On May 31, 2006, DOE commenced the rulemaking by publishing a framework document for the rulemaking and by giving notice of a public meeting and of the availability of the document for review and public comment. 71 Fed. Reg. 30,834. DOE issued an advanced notice of proposed rulemaking (ANOPR), which was published in the Federal Register on March 13, 2008. 73 Fed. Reg. 13,620. DOE held a public meeting in Washington, D.C., on March 10, 2008, and on June 26, 2008, DOE met with the National Electrical Manufacturers Association (NEMA) to discuss appropriate standards for high correlated color temperature fluorescent lamps. DOE addressed comments it received in response to the ANOPR, including comments from the public meeting and the meeting with NEMA, in its notice of proposed rulemaking, published in the Federal Register on April 13, 2009. 74 Fed. Reg. 16,920. DOE held a public meeting on February 3, 2009, in Washington, D.C., to receive oral comments on and solicit information relevant to the proposed rule. DOE responded to the comments on the proposed rule in this final rule. 74 Fed. Reg. 34,080.

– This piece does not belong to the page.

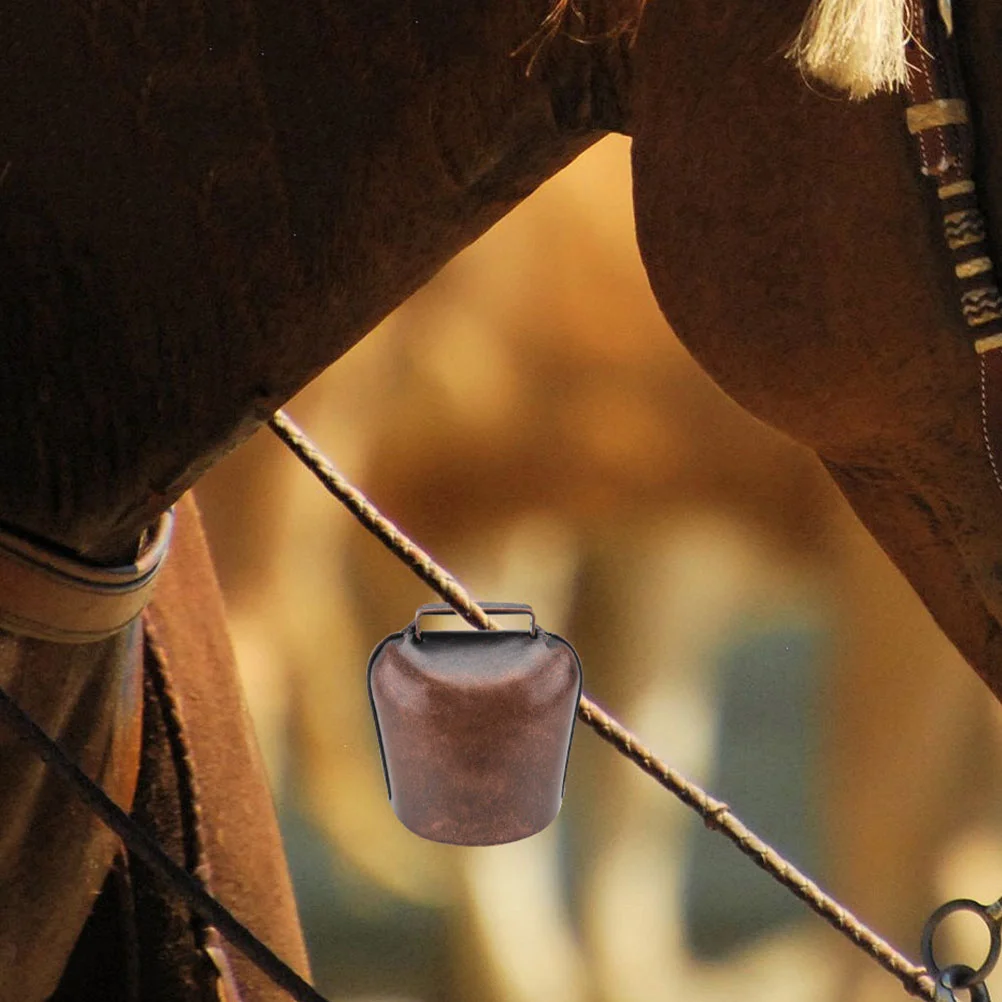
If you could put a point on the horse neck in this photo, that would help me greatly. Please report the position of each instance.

Paperwork Reduction Act, 44 U.S.C. sections 3501-3520
This final rule imposes no new information and recordkeeping requirements; therefore, the Office of Management and Budget (OMB) clearance under the Paperwork Reduction Act is not required.
Statutory authorization for the rule
The final rule is authorized by Part A of Title III of the Energy Policy and Conservation Act (EPCA), 42 U.S.C. sect. 6291 et. seq.
Executive Order No. 12866 (Regulatory Planning and Review)
The final rule was determined to be economically significant under the Executive Order. In accordance with the Executive Order, DOE prepared and submitted to OMB an economic analysis outlining the costs and benefits of implementing each of these programs.
Executive Order No. 13132 (Federalism)
DOE determined that the final rule would not have a substantial direct effect on the states, on the relationship between the national government and the states, or on the distribution of power and responsibilities among the various levels of government.